Bu durumumuzun bu mağduriyetimizin bir provokasyona dönüşmesini istemiyoruz. Ne ben ne ekibim eylem adamları değiliz. Elbette herkesin bir siyasi görüşü vardır. Benim görüşümün ne olduğunu da bilen bilir. Fakat bir gazeteci yanlışa yanlış doğruya doğru diyebilmelidir.
Kimsenin adamı olmamalıdır. Gazetecilik meslek etiği siyaset üstü bir şeydir. Dün de bugün de meslek ilkelerimiz gereği, siyaset üstü olmaya gayret ediyoruz. Emin olun, bu yarın da öyle olacak.
Tüm kamuoyuna söz veriyorum. Korkmadan, yılmadan görevimizi en ahlaklı şekilde dün olduğu gibi yarın da yapmaya devam ediyor olacağız.
Bunda sonra kalabalık bir ekip olduğumuz için, bir kısmımız bize ofisini açan dostlarımızın yanında, bir kısmımız da şehir kütüphanesinden ve evlerinden çalışarak haber akışını sağlıyor olacak.
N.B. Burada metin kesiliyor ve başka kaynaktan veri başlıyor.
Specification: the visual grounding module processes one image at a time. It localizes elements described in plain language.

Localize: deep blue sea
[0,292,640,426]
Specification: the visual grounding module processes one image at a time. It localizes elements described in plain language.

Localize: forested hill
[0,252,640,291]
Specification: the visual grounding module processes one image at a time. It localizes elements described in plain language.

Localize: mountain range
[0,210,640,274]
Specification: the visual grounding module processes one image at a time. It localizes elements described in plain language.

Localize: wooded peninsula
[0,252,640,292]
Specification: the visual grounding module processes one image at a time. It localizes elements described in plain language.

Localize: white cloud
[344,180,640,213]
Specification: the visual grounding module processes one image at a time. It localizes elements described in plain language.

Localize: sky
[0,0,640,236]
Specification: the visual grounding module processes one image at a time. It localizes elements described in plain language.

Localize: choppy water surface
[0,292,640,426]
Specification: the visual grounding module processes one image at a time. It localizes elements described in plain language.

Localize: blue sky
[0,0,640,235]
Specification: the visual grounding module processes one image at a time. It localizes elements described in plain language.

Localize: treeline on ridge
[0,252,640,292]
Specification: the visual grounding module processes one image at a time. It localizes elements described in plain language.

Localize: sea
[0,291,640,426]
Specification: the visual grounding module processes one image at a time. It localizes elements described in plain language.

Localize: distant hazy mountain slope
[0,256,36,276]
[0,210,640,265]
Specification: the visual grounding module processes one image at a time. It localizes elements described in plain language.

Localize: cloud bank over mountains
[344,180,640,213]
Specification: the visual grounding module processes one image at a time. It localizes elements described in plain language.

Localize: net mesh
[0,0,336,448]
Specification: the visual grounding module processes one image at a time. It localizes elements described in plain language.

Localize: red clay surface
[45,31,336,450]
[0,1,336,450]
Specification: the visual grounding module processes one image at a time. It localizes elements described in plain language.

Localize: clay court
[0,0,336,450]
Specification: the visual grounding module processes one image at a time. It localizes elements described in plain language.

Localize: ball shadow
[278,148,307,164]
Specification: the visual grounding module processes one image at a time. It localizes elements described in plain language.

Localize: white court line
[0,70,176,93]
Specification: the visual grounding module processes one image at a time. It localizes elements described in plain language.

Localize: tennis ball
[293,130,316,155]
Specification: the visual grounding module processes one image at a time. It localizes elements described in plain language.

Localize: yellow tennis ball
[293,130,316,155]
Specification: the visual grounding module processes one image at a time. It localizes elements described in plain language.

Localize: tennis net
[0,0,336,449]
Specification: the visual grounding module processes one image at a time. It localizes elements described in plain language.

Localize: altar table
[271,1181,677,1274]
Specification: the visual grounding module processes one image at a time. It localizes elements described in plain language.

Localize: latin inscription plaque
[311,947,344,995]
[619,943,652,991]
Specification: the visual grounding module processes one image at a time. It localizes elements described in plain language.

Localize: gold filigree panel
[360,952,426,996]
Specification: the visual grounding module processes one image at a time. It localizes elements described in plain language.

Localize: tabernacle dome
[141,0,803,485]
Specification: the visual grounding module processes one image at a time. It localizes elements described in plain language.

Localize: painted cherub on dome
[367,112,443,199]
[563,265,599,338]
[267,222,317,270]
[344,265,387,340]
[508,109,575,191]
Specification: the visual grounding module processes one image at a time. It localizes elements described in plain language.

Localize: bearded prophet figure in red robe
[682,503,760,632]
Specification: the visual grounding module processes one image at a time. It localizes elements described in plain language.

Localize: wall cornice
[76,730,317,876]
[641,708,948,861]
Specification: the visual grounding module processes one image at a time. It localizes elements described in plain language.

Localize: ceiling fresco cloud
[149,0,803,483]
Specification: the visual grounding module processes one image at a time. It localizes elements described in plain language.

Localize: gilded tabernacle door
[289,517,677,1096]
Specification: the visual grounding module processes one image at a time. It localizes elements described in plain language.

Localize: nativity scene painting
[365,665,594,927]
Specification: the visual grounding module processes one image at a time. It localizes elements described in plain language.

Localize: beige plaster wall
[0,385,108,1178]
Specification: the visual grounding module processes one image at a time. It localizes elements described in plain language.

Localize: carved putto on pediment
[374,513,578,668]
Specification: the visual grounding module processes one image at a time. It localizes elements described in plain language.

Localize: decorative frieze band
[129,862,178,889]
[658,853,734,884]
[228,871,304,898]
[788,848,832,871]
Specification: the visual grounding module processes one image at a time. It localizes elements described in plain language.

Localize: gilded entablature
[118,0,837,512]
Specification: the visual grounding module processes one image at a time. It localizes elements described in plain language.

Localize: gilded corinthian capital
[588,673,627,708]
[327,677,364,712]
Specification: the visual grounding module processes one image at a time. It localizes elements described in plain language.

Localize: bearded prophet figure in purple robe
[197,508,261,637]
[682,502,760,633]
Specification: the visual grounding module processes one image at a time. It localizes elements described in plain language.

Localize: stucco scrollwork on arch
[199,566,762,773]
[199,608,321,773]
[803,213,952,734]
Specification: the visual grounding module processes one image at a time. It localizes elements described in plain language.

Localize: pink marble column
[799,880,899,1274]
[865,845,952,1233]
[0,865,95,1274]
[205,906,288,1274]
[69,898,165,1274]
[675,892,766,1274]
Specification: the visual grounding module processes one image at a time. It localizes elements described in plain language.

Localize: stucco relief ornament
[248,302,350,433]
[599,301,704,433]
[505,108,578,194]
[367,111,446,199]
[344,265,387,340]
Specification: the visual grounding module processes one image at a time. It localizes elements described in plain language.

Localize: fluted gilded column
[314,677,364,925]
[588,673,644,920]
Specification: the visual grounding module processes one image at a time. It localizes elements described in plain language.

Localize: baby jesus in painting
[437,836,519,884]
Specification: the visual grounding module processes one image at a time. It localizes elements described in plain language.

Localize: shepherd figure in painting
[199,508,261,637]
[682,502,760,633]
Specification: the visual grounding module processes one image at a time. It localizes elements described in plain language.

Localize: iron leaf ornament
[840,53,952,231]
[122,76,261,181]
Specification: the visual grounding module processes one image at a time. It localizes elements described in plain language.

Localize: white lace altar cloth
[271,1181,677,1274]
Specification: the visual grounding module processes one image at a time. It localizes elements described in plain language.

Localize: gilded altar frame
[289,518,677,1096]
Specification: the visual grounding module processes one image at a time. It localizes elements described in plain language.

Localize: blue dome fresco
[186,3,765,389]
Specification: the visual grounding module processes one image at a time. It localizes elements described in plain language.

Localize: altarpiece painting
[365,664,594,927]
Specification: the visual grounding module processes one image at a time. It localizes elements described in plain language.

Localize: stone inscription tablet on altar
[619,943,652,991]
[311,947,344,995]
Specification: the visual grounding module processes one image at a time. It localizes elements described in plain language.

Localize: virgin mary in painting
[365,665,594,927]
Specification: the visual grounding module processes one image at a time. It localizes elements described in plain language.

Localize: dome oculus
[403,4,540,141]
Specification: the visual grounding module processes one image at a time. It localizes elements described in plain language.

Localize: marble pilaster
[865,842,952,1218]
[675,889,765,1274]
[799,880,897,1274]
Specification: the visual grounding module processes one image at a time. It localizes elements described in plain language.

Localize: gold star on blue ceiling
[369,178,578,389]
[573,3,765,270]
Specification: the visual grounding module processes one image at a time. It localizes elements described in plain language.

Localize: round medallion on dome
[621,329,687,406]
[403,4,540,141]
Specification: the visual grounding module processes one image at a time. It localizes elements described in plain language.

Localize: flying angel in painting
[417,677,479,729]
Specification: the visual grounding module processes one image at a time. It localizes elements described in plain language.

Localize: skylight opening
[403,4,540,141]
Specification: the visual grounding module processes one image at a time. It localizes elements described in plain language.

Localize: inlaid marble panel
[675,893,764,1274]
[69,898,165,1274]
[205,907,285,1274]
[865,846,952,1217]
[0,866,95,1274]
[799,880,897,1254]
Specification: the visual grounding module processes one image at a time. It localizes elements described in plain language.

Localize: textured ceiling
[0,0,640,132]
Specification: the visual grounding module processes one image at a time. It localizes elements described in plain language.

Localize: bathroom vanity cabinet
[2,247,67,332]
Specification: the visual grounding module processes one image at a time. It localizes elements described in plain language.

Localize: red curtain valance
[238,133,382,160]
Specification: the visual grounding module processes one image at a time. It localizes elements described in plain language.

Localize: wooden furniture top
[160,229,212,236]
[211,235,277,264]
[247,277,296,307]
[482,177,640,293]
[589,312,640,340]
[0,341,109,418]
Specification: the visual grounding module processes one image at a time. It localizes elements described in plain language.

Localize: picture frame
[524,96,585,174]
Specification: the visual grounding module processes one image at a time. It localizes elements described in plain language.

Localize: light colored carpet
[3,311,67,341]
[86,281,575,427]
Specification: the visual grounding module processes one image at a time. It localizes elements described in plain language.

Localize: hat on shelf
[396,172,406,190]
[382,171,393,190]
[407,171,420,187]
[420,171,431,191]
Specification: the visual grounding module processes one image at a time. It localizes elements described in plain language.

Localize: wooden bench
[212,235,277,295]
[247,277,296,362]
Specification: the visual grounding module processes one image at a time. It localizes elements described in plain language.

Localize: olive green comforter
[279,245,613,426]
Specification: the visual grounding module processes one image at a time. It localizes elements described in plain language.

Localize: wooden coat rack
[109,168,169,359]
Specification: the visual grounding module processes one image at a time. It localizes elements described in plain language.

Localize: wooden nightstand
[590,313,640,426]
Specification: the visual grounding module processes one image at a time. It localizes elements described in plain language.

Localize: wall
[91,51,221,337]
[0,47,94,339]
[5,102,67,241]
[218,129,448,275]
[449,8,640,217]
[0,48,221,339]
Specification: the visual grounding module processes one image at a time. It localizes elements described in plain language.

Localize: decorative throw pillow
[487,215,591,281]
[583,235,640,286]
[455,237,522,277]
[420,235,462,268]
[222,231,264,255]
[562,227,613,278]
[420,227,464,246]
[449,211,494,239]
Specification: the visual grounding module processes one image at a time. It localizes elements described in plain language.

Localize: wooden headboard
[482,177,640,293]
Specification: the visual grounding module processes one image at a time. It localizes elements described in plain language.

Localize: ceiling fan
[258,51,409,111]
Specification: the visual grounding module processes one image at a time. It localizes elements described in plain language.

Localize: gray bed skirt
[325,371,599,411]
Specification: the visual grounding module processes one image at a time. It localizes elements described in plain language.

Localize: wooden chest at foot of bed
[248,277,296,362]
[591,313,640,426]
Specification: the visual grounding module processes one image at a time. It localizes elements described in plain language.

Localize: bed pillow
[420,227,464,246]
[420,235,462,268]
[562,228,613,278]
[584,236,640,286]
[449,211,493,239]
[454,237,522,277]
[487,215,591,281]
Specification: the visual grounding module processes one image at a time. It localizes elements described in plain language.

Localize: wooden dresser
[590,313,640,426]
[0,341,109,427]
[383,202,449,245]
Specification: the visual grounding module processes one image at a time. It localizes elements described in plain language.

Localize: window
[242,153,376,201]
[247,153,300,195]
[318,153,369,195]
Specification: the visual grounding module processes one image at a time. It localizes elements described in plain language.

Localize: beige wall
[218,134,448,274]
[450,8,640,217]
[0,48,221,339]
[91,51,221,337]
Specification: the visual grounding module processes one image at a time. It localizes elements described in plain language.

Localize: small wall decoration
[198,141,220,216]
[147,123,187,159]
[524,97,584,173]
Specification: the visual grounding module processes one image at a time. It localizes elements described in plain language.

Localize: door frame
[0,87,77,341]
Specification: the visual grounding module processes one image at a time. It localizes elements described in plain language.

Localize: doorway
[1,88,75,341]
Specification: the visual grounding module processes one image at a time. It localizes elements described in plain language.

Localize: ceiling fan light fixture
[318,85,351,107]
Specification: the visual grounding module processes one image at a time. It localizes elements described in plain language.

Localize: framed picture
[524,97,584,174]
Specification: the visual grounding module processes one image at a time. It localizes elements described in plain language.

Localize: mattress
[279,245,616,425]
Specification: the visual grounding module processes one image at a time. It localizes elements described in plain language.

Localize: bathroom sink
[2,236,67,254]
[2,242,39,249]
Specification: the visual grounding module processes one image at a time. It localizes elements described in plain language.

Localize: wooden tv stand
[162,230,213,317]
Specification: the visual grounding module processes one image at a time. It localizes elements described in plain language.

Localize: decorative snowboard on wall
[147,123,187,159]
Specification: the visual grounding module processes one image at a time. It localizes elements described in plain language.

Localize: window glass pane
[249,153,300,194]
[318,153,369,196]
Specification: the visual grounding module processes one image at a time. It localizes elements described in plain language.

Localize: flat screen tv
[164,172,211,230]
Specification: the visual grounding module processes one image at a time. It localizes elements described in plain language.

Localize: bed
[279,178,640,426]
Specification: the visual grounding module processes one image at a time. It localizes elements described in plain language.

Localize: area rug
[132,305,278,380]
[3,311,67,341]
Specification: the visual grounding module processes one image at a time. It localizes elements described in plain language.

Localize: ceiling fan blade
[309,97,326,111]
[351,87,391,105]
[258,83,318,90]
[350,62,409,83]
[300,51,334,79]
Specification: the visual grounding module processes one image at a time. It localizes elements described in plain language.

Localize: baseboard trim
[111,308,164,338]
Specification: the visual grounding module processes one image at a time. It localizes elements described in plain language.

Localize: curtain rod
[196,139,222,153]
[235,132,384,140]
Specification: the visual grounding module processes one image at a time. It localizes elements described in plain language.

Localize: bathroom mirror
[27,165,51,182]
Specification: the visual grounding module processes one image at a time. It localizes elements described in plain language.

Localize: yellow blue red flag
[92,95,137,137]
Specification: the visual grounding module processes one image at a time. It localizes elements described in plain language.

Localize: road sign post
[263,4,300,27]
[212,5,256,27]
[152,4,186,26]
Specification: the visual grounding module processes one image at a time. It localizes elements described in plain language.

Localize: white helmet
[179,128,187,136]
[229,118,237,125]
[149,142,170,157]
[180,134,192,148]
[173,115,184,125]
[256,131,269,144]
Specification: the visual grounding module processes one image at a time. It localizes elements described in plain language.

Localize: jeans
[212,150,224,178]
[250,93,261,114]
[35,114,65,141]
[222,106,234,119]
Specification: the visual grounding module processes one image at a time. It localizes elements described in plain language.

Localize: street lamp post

Sürecin ruhsat alma kısmını Düzce Belediyesi’nde, hukuk kısmını da Düzce ve Bolu Adliyelerinde devam ettiğini, yaşanan olumlu ya da olumsuz her gelişmeyi sizlerle paylaşacağımızı bildirmek isteriz.
Bugüne kadar bizlere verdiğiniz destekler için önce Düzce halkına, sonra Türkiye genelinden tüm okuyucularımıza teşekkür ederiz.